MONOPTEROS controls embryonic root initiation by regulating a mobile transcription factor

• Published in: Nature (London) Vol. 464; no. 7290; pp. 913 - 916
• Main Authors: Jürgens, Gerd, Weijers, Dolf, Schlereth, Alexandra, Möller, Barbara, Liu, Weilin, Kientz, Marika, Flipse, Jacky, Rademacher, Eike H, Schmid, Markus
• Format: Journal Article
• Language: English
• Published: London Nature Publishing Group 08.04.2010
• Subjects: activation; Arabidopsis; Arabidopsis - cytology; Arabidopsis - embryology; Arabidopsis - metabolism; Arabidopsis Proteins - metabolism; arabidopsis-thaliana; auxin-response factors; Basic Helix-Loop-Helix Transcription Factors - metabolism; Biological and medical sciences; Cell division; DNA-Binding Proteins - metabolism; embryogenesis; Embryonic development; Embryonic Development - genetics; Embryos; encodes; family; Fundamental and applied biological sciences.

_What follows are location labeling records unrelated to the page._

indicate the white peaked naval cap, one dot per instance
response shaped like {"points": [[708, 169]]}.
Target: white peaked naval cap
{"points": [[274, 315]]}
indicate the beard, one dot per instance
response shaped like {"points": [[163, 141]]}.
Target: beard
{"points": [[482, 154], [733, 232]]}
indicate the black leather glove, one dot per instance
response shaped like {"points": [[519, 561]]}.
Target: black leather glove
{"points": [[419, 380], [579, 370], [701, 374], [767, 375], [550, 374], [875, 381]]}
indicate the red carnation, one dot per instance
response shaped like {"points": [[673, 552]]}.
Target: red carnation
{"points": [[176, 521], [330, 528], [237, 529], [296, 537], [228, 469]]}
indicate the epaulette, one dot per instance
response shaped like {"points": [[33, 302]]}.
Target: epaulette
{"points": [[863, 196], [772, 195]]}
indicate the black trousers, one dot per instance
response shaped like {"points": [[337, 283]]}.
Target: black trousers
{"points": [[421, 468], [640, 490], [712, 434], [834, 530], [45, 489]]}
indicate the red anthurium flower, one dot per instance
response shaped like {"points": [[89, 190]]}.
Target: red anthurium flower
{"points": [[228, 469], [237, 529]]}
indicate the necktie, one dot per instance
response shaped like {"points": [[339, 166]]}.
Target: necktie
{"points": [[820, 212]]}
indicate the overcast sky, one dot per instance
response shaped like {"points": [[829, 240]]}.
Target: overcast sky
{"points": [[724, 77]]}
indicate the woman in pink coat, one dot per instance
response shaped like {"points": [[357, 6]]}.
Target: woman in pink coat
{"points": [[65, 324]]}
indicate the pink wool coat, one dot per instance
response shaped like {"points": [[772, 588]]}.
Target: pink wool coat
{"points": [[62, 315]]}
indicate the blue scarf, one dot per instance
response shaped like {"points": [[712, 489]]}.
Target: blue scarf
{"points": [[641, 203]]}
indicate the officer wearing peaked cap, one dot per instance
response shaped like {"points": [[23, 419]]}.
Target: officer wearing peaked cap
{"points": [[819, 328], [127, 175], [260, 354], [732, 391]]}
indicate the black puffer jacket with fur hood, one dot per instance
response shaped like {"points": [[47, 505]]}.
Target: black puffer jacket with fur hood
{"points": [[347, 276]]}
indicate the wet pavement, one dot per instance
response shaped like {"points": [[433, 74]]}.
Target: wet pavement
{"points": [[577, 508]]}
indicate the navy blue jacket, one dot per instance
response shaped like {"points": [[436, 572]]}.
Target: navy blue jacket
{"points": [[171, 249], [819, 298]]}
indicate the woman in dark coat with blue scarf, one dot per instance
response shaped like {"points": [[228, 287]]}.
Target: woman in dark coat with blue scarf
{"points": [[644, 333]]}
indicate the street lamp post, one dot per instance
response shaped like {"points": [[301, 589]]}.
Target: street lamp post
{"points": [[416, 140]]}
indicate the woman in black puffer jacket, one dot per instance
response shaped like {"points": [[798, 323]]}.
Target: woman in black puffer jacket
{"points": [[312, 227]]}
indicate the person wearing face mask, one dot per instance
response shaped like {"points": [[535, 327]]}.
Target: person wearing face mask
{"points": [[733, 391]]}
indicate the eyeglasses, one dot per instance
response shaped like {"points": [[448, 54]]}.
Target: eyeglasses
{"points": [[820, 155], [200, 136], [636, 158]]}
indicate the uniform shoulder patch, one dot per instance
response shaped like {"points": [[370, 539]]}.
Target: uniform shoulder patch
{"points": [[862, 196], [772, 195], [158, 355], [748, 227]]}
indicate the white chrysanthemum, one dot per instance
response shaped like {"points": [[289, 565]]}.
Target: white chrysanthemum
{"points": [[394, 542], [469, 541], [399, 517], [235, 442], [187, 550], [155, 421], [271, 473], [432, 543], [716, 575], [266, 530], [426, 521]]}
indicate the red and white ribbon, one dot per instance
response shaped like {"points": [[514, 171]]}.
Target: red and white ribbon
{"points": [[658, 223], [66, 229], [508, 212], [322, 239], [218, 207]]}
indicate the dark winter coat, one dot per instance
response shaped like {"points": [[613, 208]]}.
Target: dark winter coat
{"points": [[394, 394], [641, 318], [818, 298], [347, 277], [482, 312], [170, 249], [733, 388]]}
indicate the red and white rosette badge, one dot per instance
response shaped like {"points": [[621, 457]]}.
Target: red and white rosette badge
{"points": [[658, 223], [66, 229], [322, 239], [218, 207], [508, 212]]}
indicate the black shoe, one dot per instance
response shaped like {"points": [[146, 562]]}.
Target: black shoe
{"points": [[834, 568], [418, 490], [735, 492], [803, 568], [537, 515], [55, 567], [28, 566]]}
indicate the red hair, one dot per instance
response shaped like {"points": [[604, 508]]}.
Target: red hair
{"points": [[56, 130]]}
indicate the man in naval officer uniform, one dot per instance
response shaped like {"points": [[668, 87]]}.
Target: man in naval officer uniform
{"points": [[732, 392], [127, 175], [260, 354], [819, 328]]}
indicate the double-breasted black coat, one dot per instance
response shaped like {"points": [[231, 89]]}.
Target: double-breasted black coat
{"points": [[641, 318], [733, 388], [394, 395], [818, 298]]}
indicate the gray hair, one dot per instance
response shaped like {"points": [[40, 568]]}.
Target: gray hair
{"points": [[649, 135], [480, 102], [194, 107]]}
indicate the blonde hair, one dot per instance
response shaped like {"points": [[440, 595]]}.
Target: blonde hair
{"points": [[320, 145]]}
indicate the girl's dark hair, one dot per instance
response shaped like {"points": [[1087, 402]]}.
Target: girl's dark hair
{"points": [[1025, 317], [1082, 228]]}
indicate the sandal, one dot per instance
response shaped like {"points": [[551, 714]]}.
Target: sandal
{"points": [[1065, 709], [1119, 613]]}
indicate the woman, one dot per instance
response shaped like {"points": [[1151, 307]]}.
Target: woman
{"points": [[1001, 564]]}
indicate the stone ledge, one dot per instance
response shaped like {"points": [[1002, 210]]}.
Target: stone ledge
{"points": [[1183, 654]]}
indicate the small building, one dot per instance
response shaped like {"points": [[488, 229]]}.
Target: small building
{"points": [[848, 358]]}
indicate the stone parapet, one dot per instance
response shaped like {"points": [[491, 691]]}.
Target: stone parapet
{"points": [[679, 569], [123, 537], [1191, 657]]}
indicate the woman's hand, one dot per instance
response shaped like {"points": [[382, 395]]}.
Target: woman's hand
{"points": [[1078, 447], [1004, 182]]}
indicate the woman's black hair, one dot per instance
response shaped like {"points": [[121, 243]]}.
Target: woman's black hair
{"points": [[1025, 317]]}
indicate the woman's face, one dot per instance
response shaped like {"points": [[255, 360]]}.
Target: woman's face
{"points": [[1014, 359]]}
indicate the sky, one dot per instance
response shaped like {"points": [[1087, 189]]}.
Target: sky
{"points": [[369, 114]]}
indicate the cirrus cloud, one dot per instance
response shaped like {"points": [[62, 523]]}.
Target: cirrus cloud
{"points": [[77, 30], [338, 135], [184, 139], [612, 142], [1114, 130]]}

Psychology; Gene expression; Gene Expression Regulation, Plant; Genes, Plant - genetics; Genetic aspects; Indoleacetic Acids - metabolism; loop-helix proteins; Meristem - cytology; Meristem - embryology; Meristem - metabolism; mutation; Oligonucleotide Array Sequence Analysis; Physiological aspects; Plant physiology and development; Plant Roots - cytology; Plant Roots - embryology; Plant Roots - metabolism; Political aspects; Proteins; receptor; Signal Transduction; Transcription factors; Transcription Factors - metabolism; Vegetative apparatus, growth and morphogenesis. Senescence; Switzerland; Helix loop helix structure; Embryonic development; Embryo; Patterning; Auxin; Root; Rhizogenesis; Microarray; Precursor; Meristem; Arabidopsis thaliana; Gene; Cruciferae; Dicotyledones; Angiospermae; Spermatophyta; Phytohormone; Experimental plant; Transcription factor
• ISSN: 0028-0836; 1476-4687; 1476-4687
• DOI: 10.1038/nature08836

Acquisition of cell identity in plants relies strongly on positional information, hence cell-cell communication and inductive signalling are instrumental for developmental patterning. During Arabidopsis embryogenesis, an extra-embryonic cell is specified to become the founder cell of the primary root meristem, hypophysis, in response to signals from adjacent embryonic cells. The auxin-dependent transcription factor MONOPTEROS (MP) drives hypophysis specification by promoting transport of the hormone auxin from the embryo to the hypophysis precursor. However, auxin accumulation is not sufficient for hypophysis specification, indicating that additional MP-dependent signals are required. Here we describe the microarray-based isolation of MP target genes that mediate signalling from embryo to hypophysis. Of three direct transcriptional target genes, TARGET OF MP 5 (TMO5) and TMO7 encode basic helix-loop-helix (bHLH) transcription factors that are expressed in the hypophysis-adjacent embryo cells, and are required and partially sufficient for MP-dependent root initiation. Importantly, the small TMO7 transcription factor moves from its site of synthesis in the embryo to the hypophysis precursor, thus representing a novel MP-dependent intercellular signal in embryonic root specification.